On this point, I would note to you and to
@BNR32FAN and
@tall73 that regarding God resting - we really should interpret that as a prophecy of Christ reposing in the tomb on Holy Saturday, and also as God not making any changes in the world for one day after the initial creation of man - in the case of God in His divine nature, He is, it should be noted ,eternal and immutable, meaning He does not change, and does not experience time, for He created time, time is a property of this world and this life, which God exists outside of (and which hopefully we will as well in the life of the World to Come, in eternal life, since experiencing linear time for all eternity I believe would be torture, indeed on discussing the prospects of it with my bishop he remarked that my fear of linear time unending sounded very much like a description of Hell. Rather inheriting eternal life through theosis means escaping from the constraints imposed by the created attribute of this world known as time.

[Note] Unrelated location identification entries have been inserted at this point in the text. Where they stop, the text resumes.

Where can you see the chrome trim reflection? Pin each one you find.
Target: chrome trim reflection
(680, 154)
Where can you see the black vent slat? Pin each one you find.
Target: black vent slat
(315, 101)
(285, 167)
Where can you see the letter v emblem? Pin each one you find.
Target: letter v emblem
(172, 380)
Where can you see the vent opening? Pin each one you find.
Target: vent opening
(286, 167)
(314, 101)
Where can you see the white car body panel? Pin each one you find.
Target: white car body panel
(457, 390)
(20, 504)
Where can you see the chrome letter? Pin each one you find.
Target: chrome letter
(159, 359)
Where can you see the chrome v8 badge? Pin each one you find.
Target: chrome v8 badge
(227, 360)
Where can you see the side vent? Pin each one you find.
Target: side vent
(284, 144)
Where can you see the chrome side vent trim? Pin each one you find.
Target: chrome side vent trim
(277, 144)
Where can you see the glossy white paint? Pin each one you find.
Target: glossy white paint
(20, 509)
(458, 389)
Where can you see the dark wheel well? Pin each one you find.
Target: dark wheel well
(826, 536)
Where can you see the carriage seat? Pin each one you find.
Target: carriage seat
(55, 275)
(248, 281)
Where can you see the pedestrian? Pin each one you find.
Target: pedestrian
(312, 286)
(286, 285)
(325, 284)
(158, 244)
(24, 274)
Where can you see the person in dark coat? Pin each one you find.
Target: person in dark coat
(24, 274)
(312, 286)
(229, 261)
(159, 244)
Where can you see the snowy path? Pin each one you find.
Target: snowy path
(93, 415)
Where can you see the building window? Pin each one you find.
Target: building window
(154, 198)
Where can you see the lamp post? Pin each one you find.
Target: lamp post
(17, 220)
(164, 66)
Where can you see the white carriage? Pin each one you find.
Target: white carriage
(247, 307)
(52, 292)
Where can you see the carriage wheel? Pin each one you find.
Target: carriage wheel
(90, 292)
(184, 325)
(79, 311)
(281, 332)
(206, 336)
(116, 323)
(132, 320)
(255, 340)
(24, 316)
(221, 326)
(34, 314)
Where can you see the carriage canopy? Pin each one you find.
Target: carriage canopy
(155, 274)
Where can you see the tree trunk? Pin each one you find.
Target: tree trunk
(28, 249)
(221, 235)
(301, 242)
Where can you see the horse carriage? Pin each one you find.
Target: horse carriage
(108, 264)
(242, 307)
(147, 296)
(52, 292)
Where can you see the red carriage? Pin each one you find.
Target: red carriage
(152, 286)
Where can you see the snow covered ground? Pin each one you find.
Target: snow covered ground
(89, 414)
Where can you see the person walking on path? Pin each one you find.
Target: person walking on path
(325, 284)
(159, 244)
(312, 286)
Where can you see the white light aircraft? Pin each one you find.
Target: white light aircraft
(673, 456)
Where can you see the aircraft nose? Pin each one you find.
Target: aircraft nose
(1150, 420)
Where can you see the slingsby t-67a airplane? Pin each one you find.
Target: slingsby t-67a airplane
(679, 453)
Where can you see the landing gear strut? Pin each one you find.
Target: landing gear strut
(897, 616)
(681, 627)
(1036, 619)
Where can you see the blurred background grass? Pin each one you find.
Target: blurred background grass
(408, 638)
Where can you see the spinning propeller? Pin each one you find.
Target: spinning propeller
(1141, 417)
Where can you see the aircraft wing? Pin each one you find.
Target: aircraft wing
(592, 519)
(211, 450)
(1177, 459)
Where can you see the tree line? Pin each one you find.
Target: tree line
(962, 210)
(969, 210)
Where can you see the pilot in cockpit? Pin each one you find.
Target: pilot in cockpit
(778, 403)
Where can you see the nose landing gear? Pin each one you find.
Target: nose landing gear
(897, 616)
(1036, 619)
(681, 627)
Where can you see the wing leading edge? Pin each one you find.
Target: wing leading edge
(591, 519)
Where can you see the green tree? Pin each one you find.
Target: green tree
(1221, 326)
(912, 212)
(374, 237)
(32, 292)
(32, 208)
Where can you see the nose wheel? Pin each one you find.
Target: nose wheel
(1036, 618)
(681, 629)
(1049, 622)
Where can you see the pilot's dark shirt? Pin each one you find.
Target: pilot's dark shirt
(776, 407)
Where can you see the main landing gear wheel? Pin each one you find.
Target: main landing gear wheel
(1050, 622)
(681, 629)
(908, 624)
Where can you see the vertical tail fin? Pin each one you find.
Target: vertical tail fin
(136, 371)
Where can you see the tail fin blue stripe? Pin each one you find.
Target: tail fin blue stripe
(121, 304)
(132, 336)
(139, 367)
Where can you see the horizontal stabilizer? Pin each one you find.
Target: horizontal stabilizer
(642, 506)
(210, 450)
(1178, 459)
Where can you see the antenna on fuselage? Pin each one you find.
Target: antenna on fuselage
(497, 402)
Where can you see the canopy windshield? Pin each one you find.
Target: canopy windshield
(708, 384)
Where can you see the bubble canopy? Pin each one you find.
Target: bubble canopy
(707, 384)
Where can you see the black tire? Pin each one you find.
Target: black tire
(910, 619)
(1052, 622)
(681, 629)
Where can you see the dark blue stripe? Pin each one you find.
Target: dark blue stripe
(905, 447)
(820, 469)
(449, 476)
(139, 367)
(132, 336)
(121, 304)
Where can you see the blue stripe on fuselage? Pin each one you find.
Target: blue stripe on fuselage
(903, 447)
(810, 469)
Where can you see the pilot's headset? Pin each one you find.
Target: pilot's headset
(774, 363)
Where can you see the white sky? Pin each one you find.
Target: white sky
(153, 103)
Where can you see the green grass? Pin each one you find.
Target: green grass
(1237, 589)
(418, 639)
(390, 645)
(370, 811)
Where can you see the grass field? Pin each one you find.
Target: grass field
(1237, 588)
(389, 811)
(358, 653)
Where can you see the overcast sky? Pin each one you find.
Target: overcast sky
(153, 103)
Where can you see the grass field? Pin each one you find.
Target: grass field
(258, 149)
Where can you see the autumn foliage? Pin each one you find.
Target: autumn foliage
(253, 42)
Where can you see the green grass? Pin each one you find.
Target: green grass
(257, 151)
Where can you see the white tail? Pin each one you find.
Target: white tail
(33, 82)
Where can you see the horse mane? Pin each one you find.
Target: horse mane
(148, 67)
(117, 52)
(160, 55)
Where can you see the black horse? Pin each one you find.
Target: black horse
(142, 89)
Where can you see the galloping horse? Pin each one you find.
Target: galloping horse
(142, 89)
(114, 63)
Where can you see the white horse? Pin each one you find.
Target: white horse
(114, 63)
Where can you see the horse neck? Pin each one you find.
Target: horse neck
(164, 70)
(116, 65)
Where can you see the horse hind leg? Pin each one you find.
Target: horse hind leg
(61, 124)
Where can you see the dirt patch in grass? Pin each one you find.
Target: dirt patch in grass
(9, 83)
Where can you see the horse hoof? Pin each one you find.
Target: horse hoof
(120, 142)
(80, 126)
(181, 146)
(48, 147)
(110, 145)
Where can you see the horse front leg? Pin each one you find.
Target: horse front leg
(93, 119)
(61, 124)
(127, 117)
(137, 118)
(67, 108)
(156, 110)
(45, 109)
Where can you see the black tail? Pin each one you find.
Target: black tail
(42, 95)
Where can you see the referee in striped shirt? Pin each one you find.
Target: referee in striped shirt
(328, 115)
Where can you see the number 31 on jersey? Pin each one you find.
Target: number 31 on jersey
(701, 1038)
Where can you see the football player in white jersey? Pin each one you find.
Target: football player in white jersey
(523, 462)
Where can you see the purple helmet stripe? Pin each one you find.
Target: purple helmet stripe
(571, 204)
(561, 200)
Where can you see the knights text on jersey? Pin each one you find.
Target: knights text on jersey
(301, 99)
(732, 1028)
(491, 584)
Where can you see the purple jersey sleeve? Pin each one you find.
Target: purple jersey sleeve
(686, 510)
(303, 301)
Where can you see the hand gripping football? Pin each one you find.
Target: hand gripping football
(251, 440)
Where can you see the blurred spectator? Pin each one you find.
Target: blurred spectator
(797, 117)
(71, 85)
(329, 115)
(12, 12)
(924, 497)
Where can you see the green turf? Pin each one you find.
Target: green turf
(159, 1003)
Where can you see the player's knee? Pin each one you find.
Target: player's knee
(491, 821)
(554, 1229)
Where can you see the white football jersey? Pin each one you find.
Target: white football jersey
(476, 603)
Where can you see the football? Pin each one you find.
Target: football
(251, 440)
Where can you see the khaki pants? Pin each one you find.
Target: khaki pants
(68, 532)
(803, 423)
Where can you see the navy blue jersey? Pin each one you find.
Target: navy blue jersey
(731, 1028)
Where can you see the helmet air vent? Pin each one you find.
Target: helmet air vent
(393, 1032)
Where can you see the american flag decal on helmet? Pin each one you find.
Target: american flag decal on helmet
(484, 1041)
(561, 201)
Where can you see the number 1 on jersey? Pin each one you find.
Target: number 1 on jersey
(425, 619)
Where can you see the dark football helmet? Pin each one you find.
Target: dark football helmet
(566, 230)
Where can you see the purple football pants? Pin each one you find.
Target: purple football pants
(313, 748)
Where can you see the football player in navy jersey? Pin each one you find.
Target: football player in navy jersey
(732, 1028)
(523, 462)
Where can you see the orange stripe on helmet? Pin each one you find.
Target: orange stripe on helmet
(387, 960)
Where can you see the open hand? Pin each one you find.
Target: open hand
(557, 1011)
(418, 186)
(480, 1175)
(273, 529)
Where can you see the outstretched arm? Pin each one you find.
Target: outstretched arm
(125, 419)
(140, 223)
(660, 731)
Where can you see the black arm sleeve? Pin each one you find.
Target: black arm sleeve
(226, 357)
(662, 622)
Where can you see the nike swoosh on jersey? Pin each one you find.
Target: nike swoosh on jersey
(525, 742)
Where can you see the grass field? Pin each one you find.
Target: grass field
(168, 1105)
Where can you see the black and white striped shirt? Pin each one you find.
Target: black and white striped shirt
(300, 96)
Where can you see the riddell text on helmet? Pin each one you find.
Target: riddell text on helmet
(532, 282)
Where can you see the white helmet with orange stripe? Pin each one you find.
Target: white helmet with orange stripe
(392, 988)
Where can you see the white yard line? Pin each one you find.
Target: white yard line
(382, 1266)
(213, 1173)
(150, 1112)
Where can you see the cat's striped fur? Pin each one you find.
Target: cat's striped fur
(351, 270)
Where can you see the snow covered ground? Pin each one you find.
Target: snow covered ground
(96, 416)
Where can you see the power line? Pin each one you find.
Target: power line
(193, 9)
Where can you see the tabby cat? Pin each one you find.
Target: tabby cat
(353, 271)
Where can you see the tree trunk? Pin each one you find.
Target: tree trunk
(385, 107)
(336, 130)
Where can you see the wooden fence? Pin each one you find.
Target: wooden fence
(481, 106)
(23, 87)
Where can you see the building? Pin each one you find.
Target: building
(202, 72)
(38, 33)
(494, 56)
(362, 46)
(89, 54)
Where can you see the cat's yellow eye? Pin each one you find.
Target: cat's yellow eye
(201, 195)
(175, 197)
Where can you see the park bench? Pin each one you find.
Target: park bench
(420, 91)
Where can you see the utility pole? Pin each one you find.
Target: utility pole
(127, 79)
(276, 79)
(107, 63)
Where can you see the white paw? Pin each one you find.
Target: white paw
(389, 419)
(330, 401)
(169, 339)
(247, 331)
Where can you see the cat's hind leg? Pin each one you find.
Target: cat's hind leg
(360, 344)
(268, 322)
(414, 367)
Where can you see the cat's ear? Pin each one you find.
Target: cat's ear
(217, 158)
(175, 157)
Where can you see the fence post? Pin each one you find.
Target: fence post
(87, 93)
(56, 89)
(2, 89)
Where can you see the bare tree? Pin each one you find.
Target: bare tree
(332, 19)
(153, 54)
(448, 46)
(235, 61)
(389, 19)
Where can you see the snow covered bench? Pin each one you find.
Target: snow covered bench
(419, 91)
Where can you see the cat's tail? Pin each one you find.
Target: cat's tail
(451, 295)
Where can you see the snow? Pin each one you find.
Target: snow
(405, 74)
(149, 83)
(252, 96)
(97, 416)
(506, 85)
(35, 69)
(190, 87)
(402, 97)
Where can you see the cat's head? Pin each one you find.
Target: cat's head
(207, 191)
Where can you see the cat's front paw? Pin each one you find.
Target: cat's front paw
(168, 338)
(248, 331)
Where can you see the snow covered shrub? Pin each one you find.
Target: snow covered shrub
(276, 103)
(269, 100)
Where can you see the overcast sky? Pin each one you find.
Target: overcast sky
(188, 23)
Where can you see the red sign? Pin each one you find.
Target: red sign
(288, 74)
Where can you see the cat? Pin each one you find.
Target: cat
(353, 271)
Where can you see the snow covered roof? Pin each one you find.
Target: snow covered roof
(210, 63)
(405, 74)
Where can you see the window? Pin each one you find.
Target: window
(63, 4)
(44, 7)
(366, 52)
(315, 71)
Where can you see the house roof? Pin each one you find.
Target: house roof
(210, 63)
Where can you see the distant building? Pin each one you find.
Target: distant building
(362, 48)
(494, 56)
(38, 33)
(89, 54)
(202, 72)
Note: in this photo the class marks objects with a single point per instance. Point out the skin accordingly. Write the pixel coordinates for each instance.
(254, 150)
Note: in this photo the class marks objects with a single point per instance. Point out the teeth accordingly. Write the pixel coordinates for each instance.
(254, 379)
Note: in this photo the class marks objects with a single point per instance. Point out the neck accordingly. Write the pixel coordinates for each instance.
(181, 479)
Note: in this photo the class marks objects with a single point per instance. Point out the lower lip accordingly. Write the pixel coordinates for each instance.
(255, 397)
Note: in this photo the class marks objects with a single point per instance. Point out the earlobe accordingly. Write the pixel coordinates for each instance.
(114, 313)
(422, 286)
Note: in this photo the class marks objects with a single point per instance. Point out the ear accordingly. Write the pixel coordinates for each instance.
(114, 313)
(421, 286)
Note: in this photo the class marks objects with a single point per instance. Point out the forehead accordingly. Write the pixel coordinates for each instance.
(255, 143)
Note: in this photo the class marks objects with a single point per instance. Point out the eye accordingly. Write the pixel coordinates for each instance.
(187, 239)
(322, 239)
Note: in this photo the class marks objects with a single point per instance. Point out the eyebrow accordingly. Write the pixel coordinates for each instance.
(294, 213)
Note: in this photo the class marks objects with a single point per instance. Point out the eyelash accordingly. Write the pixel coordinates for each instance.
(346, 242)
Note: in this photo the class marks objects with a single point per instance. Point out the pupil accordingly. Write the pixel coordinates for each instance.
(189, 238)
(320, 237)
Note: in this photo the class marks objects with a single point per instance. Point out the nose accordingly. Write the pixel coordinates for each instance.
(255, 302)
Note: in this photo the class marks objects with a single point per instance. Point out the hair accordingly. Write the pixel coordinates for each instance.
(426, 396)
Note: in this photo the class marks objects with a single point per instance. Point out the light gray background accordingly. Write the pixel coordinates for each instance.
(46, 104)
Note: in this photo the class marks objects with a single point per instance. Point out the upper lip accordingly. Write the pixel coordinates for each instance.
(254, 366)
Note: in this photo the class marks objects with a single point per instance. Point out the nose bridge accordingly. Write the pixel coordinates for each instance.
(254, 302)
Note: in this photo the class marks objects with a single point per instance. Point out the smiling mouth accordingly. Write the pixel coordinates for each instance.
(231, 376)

God Himself is clearly described in the Bible as unchanging, impassable and immutable, except in His incarnation as Christ Jesus, so language about Him for example changing his mind and so on should be interpreted in a non-anthropomorphological concept, for Scripture also makes it clear that God is, in his unoriginate divine essence, inscrutable and beyond comprehension. In Orthodoxy we specifically believe that God can be known only through His energies, such as uncreated grace, and in His incarnation as Jesus Christ, in which our humanity was united with His divinity without change, confusion, separation or division (the important principle of communicatio idiomatum, historically stressed among Protestants by the Lutherans and among ancient Christians most heavily emphasized by the likes of pre-Chalcedonian theologians such as St. Athanasius and St. Cyril of Alexandria, and the Cappadocians and St. John Chrysostom, Oriental Orthodox theologians such as St. Severus of Antioch and St. Philoxenus of Mabbug and the Syriac Orthodox hymnographer and “flute of the spirit”* St. Jacob of Sarugh, and Eastern Orthodox theologians such as St. John of Damascus).
* This is a reference to St. Ephraim the Syrian as Harp of the Spirit. The Nestorians of the time proposed Mar Narsai as ”flute of the Spirit”, but Mar Narsai is deeply uncomfortable for an Orthodox Christian, although some of his hymns remain in use in the Assyrian Church of the East and the Ancient Church of the East, some of his hymns were extremely ugly examples of Nestorianism at his worse, for example, he composed a him in which, contrary to the principle of communicatio idiomatum idiomatum, he specifically attributed individual acts of Christ to his divinity or to his humanity, in a dichotomistic way which contradicted the idea of the Incarnation and of Christ as Emanuel - God with Us.
By the way my fellow Orthodox friend
@prodromos and my Lutheran friend
@ViaCrucis have written eloquently about
communicatio idiomatum. I feel it is an important principle which is also extremely relevant to this thread.
In addition, I believe we must not overlook the prophetic element of 1 Genesis - while I do not deny it refers to the creation of the universe, I believe it very clearly refers to the passion and resurrection of Christ and the light of the World to Come. Consider that the process of the creation of man began on the sixth day, not with “Let there be” as in a single action completed immediately, but rather uniquely, “Let us create man in our image”, implying a process, one which, the same day of the week many years later Christ remade us in His image on the Cross, before proclaiming “it is finished” - after Pontius Pilate upon seeing Christ having been suffered declared “Ecce homo” - behold the Man. Then, on the Seventh Day, Christ our God - who created all things (John 1:1-18) and cannot be contained, reposed in the tomb, just as He had been via a great mystery contained in the womb of our Glorious Lady Theotokos and Ever Virgin Mary. And on the first day, the day of creation, Christ rose from the dead, 49 days later, the Holy Spirit descended, and this also alludes to the mystical eigth day of creation - the light of the World to Come. Let there be light! And the structural similarity between John 1 and Genesis 1 I believe underscores the prophetic aspects of Genesis chapter 1.
Regarding Christ as the completion of man, and salvation as the process of becoming human, through Theosis, that is to say, putting on Christ in Baptism just as Christ our God put on our humanity, as attested by Galatians 3:27, which we Orthodox sing on the feast of the Baptism of our Lord - Theophany (january 6th) - “Whoever has been baptized in Christ has put on Christ! to which we add an ”Alleliuia”, the former dean of St. Vladimir’s Seminary and current successor of Metropolitan Kallistos Ware, memory eternal, at Oxford, Fr. John Behr, has spoken of this subject extensively. I particularly enjoyed his lecture “The Shocking Truth of Orthodoxy,” if memory serves he also wrote a book on Patrisitics on this theme entitled Becoming Human, which unfortunately I have not had the time to read but is high on my reading list.